Breen also found that owning a home was associated with 0.36 years of additional life expectancy for Black American men who were born during that time, and 0.42 years for white men.
To reach these conclusions, he used data from 1920 and 1940 census records, including social security death records, and a sibling-based identification strategy. They looked at life expectancy outcomes for American men who were between the ages of 24 and 35 and owned a home.
Controlling for factors like education, race, income, marital status, and family background, the study found that property value had very little impact on life expectancy.
Although, Oxford noted that the data of people used was restricted in terms of gender, ethnicity, nationality, and historical context.

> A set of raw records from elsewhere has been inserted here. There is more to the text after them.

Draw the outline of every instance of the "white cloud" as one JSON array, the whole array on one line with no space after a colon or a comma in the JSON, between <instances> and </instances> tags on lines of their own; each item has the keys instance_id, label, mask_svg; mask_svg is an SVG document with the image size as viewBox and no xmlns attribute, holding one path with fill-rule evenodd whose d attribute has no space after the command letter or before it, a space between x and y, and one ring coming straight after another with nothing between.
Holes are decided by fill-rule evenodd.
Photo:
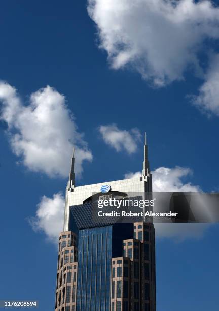
<instances>
[{"instance_id":1,"label":"white cloud","mask_svg":"<svg viewBox=\"0 0 219 311\"><path fill-rule=\"evenodd\" d=\"M74 145L76 173L81 174L83 162L92 156L62 94L48 86L32 93L26 106L14 87L0 82L0 118L8 123L12 150L25 166L66 177Z\"/></svg>"},{"instance_id":2,"label":"white cloud","mask_svg":"<svg viewBox=\"0 0 219 311\"><path fill-rule=\"evenodd\" d=\"M197 192L199 186L191 182L184 183L182 178L192 174L188 168L176 166L173 168L159 167L152 172L153 190L154 192ZM141 176L141 172L125 174L125 178L134 178Z\"/></svg>"},{"instance_id":3,"label":"white cloud","mask_svg":"<svg viewBox=\"0 0 219 311\"><path fill-rule=\"evenodd\" d=\"M177 166L173 168L159 167L152 172L154 192L197 192L201 191L199 186L184 182L183 178L192 173L187 168ZM140 177L140 172L125 174L125 178ZM177 241L187 238L200 238L210 224L155 223L156 237L171 238Z\"/></svg>"},{"instance_id":4,"label":"white cloud","mask_svg":"<svg viewBox=\"0 0 219 311\"><path fill-rule=\"evenodd\" d=\"M137 144L141 136L137 129L120 130L115 124L100 126L99 131L106 144L118 152L124 149L130 154L137 150Z\"/></svg>"},{"instance_id":5,"label":"white cloud","mask_svg":"<svg viewBox=\"0 0 219 311\"><path fill-rule=\"evenodd\" d=\"M219 9L207 0L88 0L88 12L112 67L130 65L157 86L189 67L201 75L202 44L219 37Z\"/></svg>"},{"instance_id":6,"label":"white cloud","mask_svg":"<svg viewBox=\"0 0 219 311\"><path fill-rule=\"evenodd\" d=\"M153 191L155 192L197 192L201 189L190 182L184 183L183 177L192 173L187 168L176 166L170 169L159 167L152 172Z\"/></svg>"},{"instance_id":7,"label":"white cloud","mask_svg":"<svg viewBox=\"0 0 219 311\"><path fill-rule=\"evenodd\" d=\"M35 217L29 220L35 231L44 232L48 240L56 244L63 231L64 204L64 198L60 193L52 198L44 196L38 205Z\"/></svg>"},{"instance_id":8,"label":"white cloud","mask_svg":"<svg viewBox=\"0 0 219 311\"><path fill-rule=\"evenodd\" d=\"M192 101L203 112L219 116L219 54L211 58L210 65L205 75L205 81Z\"/></svg>"}]
</instances>

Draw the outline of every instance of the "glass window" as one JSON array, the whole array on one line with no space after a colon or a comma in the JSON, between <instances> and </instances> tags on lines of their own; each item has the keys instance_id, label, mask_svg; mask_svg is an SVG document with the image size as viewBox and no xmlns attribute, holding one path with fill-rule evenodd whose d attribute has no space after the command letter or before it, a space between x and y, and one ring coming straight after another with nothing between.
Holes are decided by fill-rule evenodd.
<instances>
[{"instance_id":1,"label":"glass window","mask_svg":"<svg viewBox=\"0 0 219 311\"><path fill-rule=\"evenodd\" d=\"M117 301L117 311L121 311L121 302Z\"/></svg>"},{"instance_id":2,"label":"glass window","mask_svg":"<svg viewBox=\"0 0 219 311\"><path fill-rule=\"evenodd\" d=\"M149 260L149 244L144 244L144 259Z\"/></svg>"},{"instance_id":3,"label":"glass window","mask_svg":"<svg viewBox=\"0 0 219 311\"><path fill-rule=\"evenodd\" d=\"M143 232L142 231L138 231L138 240L141 241L143 238Z\"/></svg>"},{"instance_id":4,"label":"glass window","mask_svg":"<svg viewBox=\"0 0 219 311\"><path fill-rule=\"evenodd\" d=\"M112 303L112 311L114 311L114 302Z\"/></svg>"},{"instance_id":5,"label":"glass window","mask_svg":"<svg viewBox=\"0 0 219 311\"><path fill-rule=\"evenodd\" d=\"M123 297L128 298L128 282L126 280L123 281Z\"/></svg>"},{"instance_id":6,"label":"glass window","mask_svg":"<svg viewBox=\"0 0 219 311\"><path fill-rule=\"evenodd\" d=\"M128 257L129 257L129 258L132 258L132 248L128 248Z\"/></svg>"},{"instance_id":7,"label":"glass window","mask_svg":"<svg viewBox=\"0 0 219 311\"><path fill-rule=\"evenodd\" d=\"M71 272L67 272L67 283L71 282Z\"/></svg>"},{"instance_id":8,"label":"glass window","mask_svg":"<svg viewBox=\"0 0 219 311\"><path fill-rule=\"evenodd\" d=\"M135 261L134 262L134 278L138 278L139 277L139 264L138 262Z\"/></svg>"},{"instance_id":9,"label":"glass window","mask_svg":"<svg viewBox=\"0 0 219 311\"><path fill-rule=\"evenodd\" d=\"M117 277L121 277L122 276L122 267L117 267Z\"/></svg>"},{"instance_id":10,"label":"glass window","mask_svg":"<svg viewBox=\"0 0 219 311\"><path fill-rule=\"evenodd\" d=\"M128 277L128 267L124 267L123 276L124 277Z\"/></svg>"},{"instance_id":11,"label":"glass window","mask_svg":"<svg viewBox=\"0 0 219 311\"><path fill-rule=\"evenodd\" d=\"M64 296L65 296L65 287L63 288L63 295L62 295L62 303L64 303Z\"/></svg>"},{"instance_id":12,"label":"glass window","mask_svg":"<svg viewBox=\"0 0 219 311\"><path fill-rule=\"evenodd\" d=\"M65 256L64 263L68 263L69 262L69 256Z\"/></svg>"},{"instance_id":13,"label":"glass window","mask_svg":"<svg viewBox=\"0 0 219 311\"><path fill-rule=\"evenodd\" d=\"M73 282L75 282L76 281L76 272L74 271L74 273L73 274Z\"/></svg>"},{"instance_id":14,"label":"glass window","mask_svg":"<svg viewBox=\"0 0 219 311\"><path fill-rule=\"evenodd\" d=\"M112 282L112 298L114 298L114 293L115 293L115 282L113 281Z\"/></svg>"},{"instance_id":15,"label":"glass window","mask_svg":"<svg viewBox=\"0 0 219 311\"><path fill-rule=\"evenodd\" d=\"M56 288L57 289L58 287L58 273L57 273L57 277L56 279Z\"/></svg>"},{"instance_id":16,"label":"glass window","mask_svg":"<svg viewBox=\"0 0 219 311\"><path fill-rule=\"evenodd\" d=\"M73 285L72 302L75 302L75 294L76 294L76 286L75 285Z\"/></svg>"},{"instance_id":17,"label":"glass window","mask_svg":"<svg viewBox=\"0 0 219 311\"><path fill-rule=\"evenodd\" d=\"M144 286L144 300L149 300L150 287L149 283L145 283Z\"/></svg>"},{"instance_id":18,"label":"glass window","mask_svg":"<svg viewBox=\"0 0 219 311\"><path fill-rule=\"evenodd\" d=\"M149 232L144 231L144 241L146 242L149 241Z\"/></svg>"},{"instance_id":19,"label":"glass window","mask_svg":"<svg viewBox=\"0 0 219 311\"><path fill-rule=\"evenodd\" d=\"M139 311L139 302L134 303L134 311Z\"/></svg>"},{"instance_id":20,"label":"glass window","mask_svg":"<svg viewBox=\"0 0 219 311\"><path fill-rule=\"evenodd\" d=\"M122 295L122 281L117 282L117 298L121 298Z\"/></svg>"},{"instance_id":21,"label":"glass window","mask_svg":"<svg viewBox=\"0 0 219 311\"><path fill-rule=\"evenodd\" d=\"M134 297L135 299L138 299L139 298L139 283L138 282L134 282Z\"/></svg>"},{"instance_id":22,"label":"glass window","mask_svg":"<svg viewBox=\"0 0 219 311\"><path fill-rule=\"evenodd\" d=\"M144 264L144 278L145 279L149 279L149 264Z\"/></svg>"},{"instance_id":23,"label":"glass window","mask_svg":"<svg viewBox=\"0 0 219 311\"><path fill-rule=\"evenodd\" d=\"M67 303L70 302L70 294L71 294L71 286L67 285L66 291L66 300L65 302Z\"/></svg>"},{"instance_id":24,"label":"glass window","mask_svg":"<svg viewBox=\"0 0 219 311\"><path fill-rule=\"evenodd\" d=\"M129 311L128 308L128 301L124 301L123 310L124 311Z\"/></svg>"},{"instance_id":25,"label":"glass window","mask_svg":"<svg viewBox=\"0 0 219 311\"><path fill-rule=\"evenodd\" d=\"M138 248L134 248L134 257L135 259L139 258L139 250Z\"/></svg>"},{"instance_id":26,"label":"glass window","mask_svg":"<svg viewBox=\"0 0 219 311\"><path fill-rule=\"evenodd\" d=\"M150 311L150 304L149 303L145 304L144 311Z\"/></svg>"},{"instance_id":27,"label":"glass window","mask_svg":"<svg viewBox=\"0 0 219 311\"><path fill-rule=\"evenodd\" d=\"M59 286L61 286L61 284L62 282L62 270L61 271L60 277L60 285Z\"/></svg>"}]
</instances>

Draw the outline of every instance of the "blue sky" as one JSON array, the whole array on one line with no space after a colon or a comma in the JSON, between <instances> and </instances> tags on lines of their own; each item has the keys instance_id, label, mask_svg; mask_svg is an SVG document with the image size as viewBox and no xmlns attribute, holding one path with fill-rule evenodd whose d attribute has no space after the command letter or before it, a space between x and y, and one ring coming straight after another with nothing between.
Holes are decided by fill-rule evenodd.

“This study also shows that there is a meaningful, statistically significant difference in life expectancy between Americans owning their home and those who rent, with homeowners in early adulthood living approximately six months longer at age 65 than those who rent,” Breen added.
The study said that, going forward, expanding homeownership opportunities for minorities could be helpful in mitigating racial disparities in mortality in the US. Although, there are multiple factors complicating home ownership these days, like the economy and climate change.
Decades later, the gaps remain. The homeownership rate in the US is nearly 66 percent, according to financial services company Bankrate. Bankrate said that it increased by just over 10 million from 2010 to 2020: a smaller increase than in any other decade between 1950 and 2010. Among young adults, it said homeownership had declined from 45 percent in 1990 to 39 percent.
Agency Simply Insurance said that while 74 percent of white Americans own their home, only 47 percent of Black Americans are homeowners. A National Association of Realtors report from last year said that the gap between Black and white Americans was the largest in a decade, and Harvard University’s Joint Center for Housing Studies found that Black, Hispanic, and Native American households were less likely to be homeowners in every US state but Hawaii.
More single women own homes than men, but the Pew Research Center said in 2023 that the edge was narrowing. Single women owned 58 percent of the nearly 35.2 million homes owned by unmarried Americans, while single men owned 42 percent.
Among households headed by an unmarried person ages 65 and older, about 6 million more were headed by women: which could be because women live longer than men. A LendingTree analysis of the latest U.S. Census Bureau data said single women own 2.71 million more homes than single men.
Breen told The Independent that the data were limited to men because women often change their names during marriage, and he plans to investigate the link between homeownership on life expectancy for women in a follow-up study.
“I anticipate I’ll find similar mortality benefits for women, but of course I won’t know until I have completed the follow-up study,” he said via email.